Arten können sich also langsam verändern. Doch wie und wann entsteht eine neue Art? Und welcher Mechanismus ermöglicht die Artbildung? Lange Zeit war dies ein großes Rätsel. 1836 nannte der britische Physiker und Philosoph John Herschel die Entstehung neuer Pflanzen- und Tierarten das „Mysterium der Mysterien“. Er hatte sich offenbar also schon vor Darwin von der Idee abgewandt, Arten seien unveränderlich. Doch noch bis in die Mitte des 19. Jahrhunderts herrschte allgemein die Auffassung, Gott habe die Pflanzen und Tiere auf der Erde geschaffen, und die Arten seien seit diesem Schöpfungsakt konstant und unverändert geblieben. Die Individuen einer Art können sich zwar voneinander unterscheiden, doch Gattungen und Arten sind von Gott geschaffene Einheiten mit bestimmten unveränderlichen Wesensmerkmalen, die auch jedem einzelnen Organismus der betreffenden Art eigen sind. Zweifel an dieser Vorstellung begannen sich erst zu regen, als immer mehr Fossilien von Pflanzen und Tieren zutage kamen, die völlig anders waren als diejenigen, die die Erde bevölkerten. Offenbar hatte es einmal Lebewesen gegeben, die nun ausgestorben waren. Manche Naturforscher erklärten dies mit katastrophalen Ereignissen wie der Sintflut – die vor einigen Jahrtausenden stattgefunden habe –, doch dem widersprach eben, dass die Versteinerungen viele Millionen Jahre alt waren.
Man möchte meinen, dass Darwin dieser ganzen Verwirrung ein Ende bereitete.

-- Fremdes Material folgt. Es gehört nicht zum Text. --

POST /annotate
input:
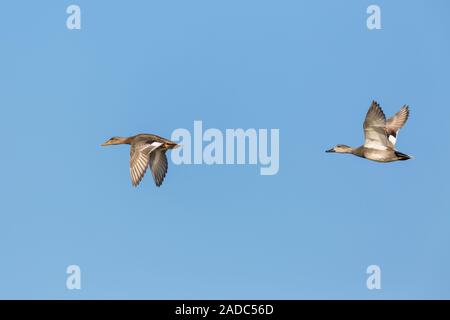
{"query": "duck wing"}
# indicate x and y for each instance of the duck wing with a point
(139, 159)
(375, 129)
(394, 124)
(158, 165)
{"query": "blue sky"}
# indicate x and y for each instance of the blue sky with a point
(309, 68)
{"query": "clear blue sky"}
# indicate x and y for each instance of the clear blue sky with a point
(309, 68)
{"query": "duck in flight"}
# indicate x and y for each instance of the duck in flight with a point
(380, 136)
(146, 150)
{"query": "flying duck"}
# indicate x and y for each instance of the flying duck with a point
(380, 136)
(146, 150)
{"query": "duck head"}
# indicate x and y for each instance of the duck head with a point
(341, 148)
(115, 140)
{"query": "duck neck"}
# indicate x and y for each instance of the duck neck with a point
(358, 151)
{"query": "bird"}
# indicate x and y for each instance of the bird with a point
(146, 150)
(380, 136)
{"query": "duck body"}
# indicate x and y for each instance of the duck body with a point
(380, 136)
(146, 151)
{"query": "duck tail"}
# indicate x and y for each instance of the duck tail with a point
(402, 156)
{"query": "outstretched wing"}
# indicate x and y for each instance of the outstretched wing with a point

Doch obwohl schon der Titel seines Hauptwerks versprach, die Entstehung der Arten zu erklären, gelang ihm dies gerade nicht. Er beschrieb zwar ausführlich den Prozess des Artenwandels durch natürliche Selektion (phyletische Evolution), doch auf die Frage, wie und warum eine neue Art entsteht, musste er die Antwort schuldig bleiben. Darwins Vermutung, auf den Galapagos-Inseln hätten sich durch geographische Trennung neue Finkenarten entwickelt, war richtig, doch er verfügte noch nicht über die modernen genetischen Methoden, mit denen man eine solche Verbreitungsgeschichte untersuchen kann.
Erst mit der Populationsgenetik und der Synthese der Evolutionsforschung in den Dreißiger- und Vierzigerjahren des vorigen Jahrhunderts konnte diese Frage geklärt werden. Primär verantwortlich für Artbildung oder Speziation (vom lateinischen Wort species = Art) ist demnach die reproduktive Isolation, wodurch Populationen sich unabhängig voneinander weiterentwickeln. Die Unterschiede können zu einem bestimmten Zeitpunkt so groß werden, dass man von zwei verschiedenen Arten sprechen kann. Bevor wir näher auf die Einzelheiten der Artbildung eingehen, müssen wir uns jedoch erst die Frage stellen, was eine Art eigentlich ist oder allgemeiner, wie die Natur geordnet ist. Sobald man sich nämlich mit Biologie und Evolution beschäftigt, stellt sich die grundsätzliche Frage, wie man die Natur einteilen soll. Was gehört zusammen und was nicht? Mit der Klassifizierung der Lebewesen beschäftigt sich die Taxonomie (griechisch taxis = Ordnung) oder die biologische Systematik.